Die Formulierung im Gesetz mit dem Wort Schmerzausschaltung sei mehr als unglücklich, merkten die anwesenden Fachleute an. Eine komplette Schmerzausschaltung gebe es auch in der Humanmedizin nicht. So werde Lidocain im übrigen auch beim Zahnarzt in der örtlichen Betäubung bei der Zahnbehandlung verwendet. "Die Politik hat eine Verordnung erlassen und lässt nun die betroffenen Betriebe im Regen stehen" kritisierte Peter Nissl von der EG Südbayern, Leiter der Ferkelvermarktung in Nittenau.

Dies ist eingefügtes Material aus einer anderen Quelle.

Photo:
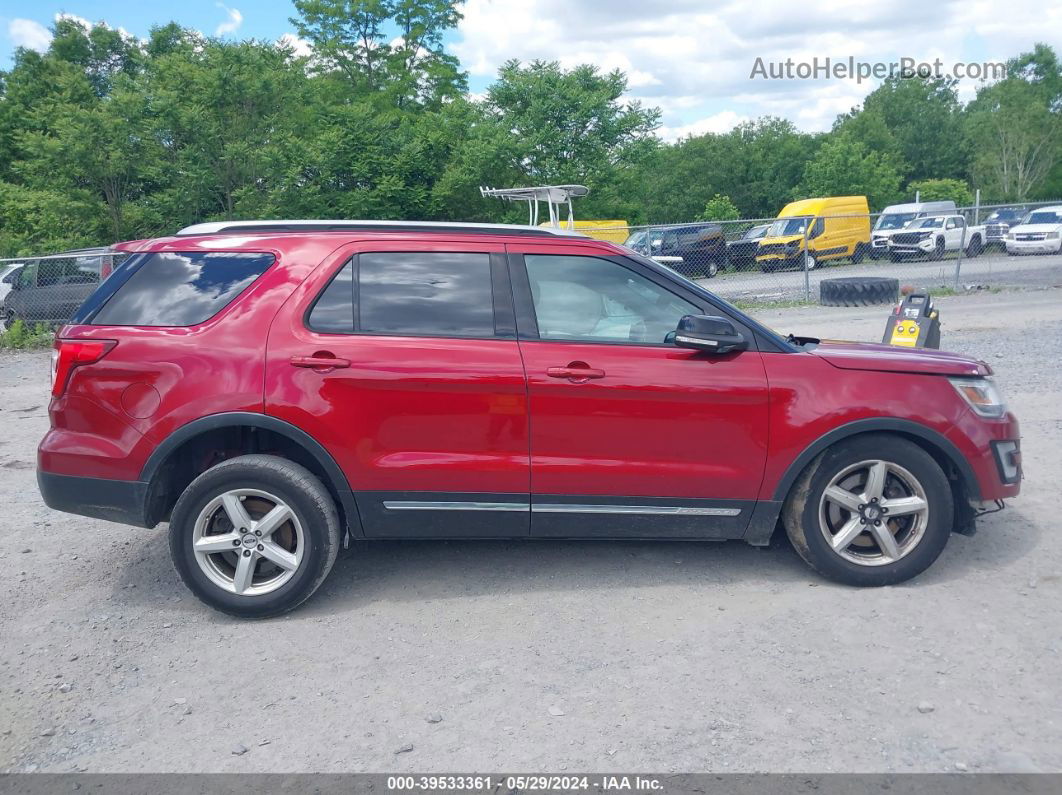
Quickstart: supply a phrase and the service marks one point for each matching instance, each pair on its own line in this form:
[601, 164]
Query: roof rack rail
[222, 227]
[554, 195]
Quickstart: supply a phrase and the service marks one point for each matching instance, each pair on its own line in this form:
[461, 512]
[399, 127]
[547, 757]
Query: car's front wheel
[255, 535]
[872, 511]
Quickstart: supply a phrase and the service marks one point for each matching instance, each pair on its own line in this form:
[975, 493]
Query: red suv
[273, 390]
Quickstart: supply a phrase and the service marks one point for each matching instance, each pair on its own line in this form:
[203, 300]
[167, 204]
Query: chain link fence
[750, 261]
[773, 260]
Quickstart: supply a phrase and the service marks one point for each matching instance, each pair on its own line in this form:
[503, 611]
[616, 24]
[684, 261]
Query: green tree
[719, 208]
[219, 117]
[350, 36]
[917, 122]
[565, 125]
[1015, 127]
[844, 167]
[941, 190]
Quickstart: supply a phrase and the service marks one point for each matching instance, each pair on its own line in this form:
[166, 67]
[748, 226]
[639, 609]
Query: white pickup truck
[934, 236]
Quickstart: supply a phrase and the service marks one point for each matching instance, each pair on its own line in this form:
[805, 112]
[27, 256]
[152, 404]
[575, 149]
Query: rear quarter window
[180, 288]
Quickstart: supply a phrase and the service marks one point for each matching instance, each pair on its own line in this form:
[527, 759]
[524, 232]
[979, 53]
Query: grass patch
[21, 336]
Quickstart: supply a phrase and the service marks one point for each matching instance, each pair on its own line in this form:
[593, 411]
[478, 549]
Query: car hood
[891, 359]
[1034, 228]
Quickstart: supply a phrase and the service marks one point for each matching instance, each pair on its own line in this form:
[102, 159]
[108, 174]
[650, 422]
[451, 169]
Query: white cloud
[232, 24]
[692, 59]
[30, 34]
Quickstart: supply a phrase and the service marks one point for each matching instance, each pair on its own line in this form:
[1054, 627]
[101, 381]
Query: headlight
[981, 395]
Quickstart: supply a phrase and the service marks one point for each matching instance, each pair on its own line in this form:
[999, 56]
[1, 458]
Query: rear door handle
[576, 372]
[320, 361]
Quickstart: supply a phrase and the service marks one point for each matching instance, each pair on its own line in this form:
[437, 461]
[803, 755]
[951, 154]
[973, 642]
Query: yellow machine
[837, 227]
[613, 230]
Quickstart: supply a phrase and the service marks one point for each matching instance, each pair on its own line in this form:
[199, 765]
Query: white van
[895, 217]
[1039, 232]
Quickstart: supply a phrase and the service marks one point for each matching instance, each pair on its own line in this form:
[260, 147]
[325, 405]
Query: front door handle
[576, 372]
[320, 361]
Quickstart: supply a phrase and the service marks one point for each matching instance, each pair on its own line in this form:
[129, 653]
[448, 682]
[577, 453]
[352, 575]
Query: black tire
[858, 291]
[301, 490]
[801, 513]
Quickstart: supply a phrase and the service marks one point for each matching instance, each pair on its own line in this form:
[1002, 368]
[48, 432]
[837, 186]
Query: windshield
[1043, 217]
[786, 226]
[928, 223]
[894, 220]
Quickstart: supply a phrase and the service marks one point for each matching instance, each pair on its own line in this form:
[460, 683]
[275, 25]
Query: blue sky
[692, 58]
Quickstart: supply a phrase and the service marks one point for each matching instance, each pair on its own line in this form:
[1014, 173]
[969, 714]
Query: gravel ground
[550, 656]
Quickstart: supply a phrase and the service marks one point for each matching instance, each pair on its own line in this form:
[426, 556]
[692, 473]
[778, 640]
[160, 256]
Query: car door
[400, 359]
[631, 436]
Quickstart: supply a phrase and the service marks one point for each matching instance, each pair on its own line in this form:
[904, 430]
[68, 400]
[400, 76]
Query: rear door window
[425, 294]
[180, 288]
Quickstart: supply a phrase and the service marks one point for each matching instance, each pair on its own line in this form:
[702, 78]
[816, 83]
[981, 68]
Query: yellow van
[839, 229]
[614, 231]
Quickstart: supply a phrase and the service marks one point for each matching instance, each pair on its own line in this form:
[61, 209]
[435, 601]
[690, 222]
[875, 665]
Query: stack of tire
[858, 291]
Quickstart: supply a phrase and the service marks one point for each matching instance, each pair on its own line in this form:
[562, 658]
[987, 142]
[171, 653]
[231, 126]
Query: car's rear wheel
[254, 536]
[873, 511]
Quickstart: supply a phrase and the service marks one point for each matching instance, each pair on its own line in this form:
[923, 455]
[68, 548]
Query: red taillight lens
[70, 353]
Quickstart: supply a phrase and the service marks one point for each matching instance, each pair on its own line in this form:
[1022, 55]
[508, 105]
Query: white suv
[1039, 232]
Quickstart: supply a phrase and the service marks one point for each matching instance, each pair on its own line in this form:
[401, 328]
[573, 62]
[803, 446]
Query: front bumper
[1033, 246]
[923, 246]
[116, 501]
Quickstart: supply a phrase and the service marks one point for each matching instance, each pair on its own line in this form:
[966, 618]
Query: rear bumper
[99, 498]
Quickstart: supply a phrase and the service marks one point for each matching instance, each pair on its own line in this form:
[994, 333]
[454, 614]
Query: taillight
[70, 353]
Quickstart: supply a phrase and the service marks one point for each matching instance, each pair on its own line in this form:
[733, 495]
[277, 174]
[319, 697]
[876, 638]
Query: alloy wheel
[873, 513]
[247, 541]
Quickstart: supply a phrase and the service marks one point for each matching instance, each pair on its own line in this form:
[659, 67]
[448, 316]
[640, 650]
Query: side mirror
[708, 333]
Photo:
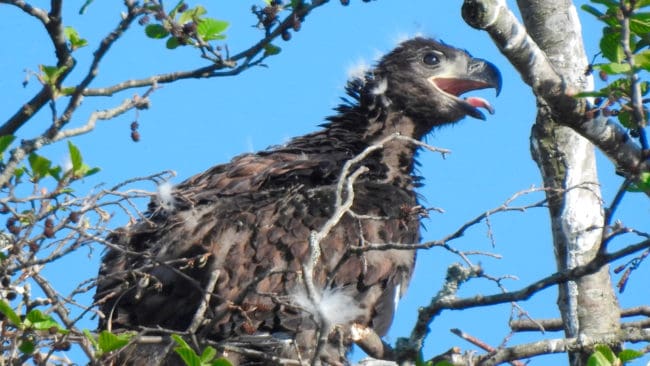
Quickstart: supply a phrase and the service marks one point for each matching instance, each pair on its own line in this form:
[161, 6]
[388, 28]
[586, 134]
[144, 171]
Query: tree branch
[524, 54]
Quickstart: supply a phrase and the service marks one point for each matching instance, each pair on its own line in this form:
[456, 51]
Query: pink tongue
[480, 103]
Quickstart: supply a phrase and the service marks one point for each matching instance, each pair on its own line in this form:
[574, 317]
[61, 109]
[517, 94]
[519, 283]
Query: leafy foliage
[184, 26]
[604, 356]
[626, 56]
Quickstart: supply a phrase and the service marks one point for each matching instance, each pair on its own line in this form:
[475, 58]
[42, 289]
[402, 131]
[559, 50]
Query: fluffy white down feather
[338, 306]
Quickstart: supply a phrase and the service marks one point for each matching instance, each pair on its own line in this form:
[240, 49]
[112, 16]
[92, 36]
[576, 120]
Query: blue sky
[195, 124]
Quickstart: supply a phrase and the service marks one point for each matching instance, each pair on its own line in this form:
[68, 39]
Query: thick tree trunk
[566, 160]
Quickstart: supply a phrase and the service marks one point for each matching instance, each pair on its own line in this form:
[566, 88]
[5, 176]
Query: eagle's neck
[393, 163]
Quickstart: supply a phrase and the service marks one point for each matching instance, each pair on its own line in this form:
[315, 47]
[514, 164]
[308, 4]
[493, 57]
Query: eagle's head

Es ist mehr als unverständlich, dass sich für den vierten Weg, der bereits in Dänemark und Schweden praktiziert wird, momentan in der Politik auf Bundesebene keine Mehrheiten finden lassen. Es ist drei vor zwölf beschrieb Kreisobmann Josef Irlbacher die Situation mit einem Appell an die maßgeblichen Kräfte, das Verbot der betäubungslosen Ferkelerzeugung so lange zu verschieben, bis eine passende Lösung, die dem Tierschutz und den bäuerlichen Strukturen in Süddeutschland gerecht wird. Es kann nicht sein, so Ferkelerzeuger Anton Scherr, dass die hiesigen Ferkelerzeuger am 01.01.2019 vor dem Abgrund stehen und ihre Ferkel nicht mehr vermarkten können und gleichzeitig Ferkel aus Dänemark über 1.000 km nach Bayern zur Mast transportiert werden und genau diese Tiere mit örtlicher Betäubung kastriert worden sind. Dies könne man niemanden vermitteln. Der weite Transport widerspreche auch dem Grundgedanken nach kurzen Transportwegen im Sinne des Tierschutzes und der Regionaliät. Der Verbraucher schätze immer mehr heimische Produkte, so auch Schweinefleisch, das vor Ort erzeugt und verarbeitet wurde. Christian Lommer vom Fleischerzeugerring Oberpfalz erläuterte die persönliche Betroffenheit als Ferkelerzeuger und äußerte sein Unverständnis darüber, dass die Politik sich einerseits für den Erhalt von bäuerlichen Betrieben ausspreche, aber dann mit solchen Gesetzen und Verordnungen genau das Gegenteil erreiche. Grundsätzlich müssten politische Entscheidungen mehr mit Augenmaß und Sachverstand getroffen werden war der Tenor der Veranstaltung.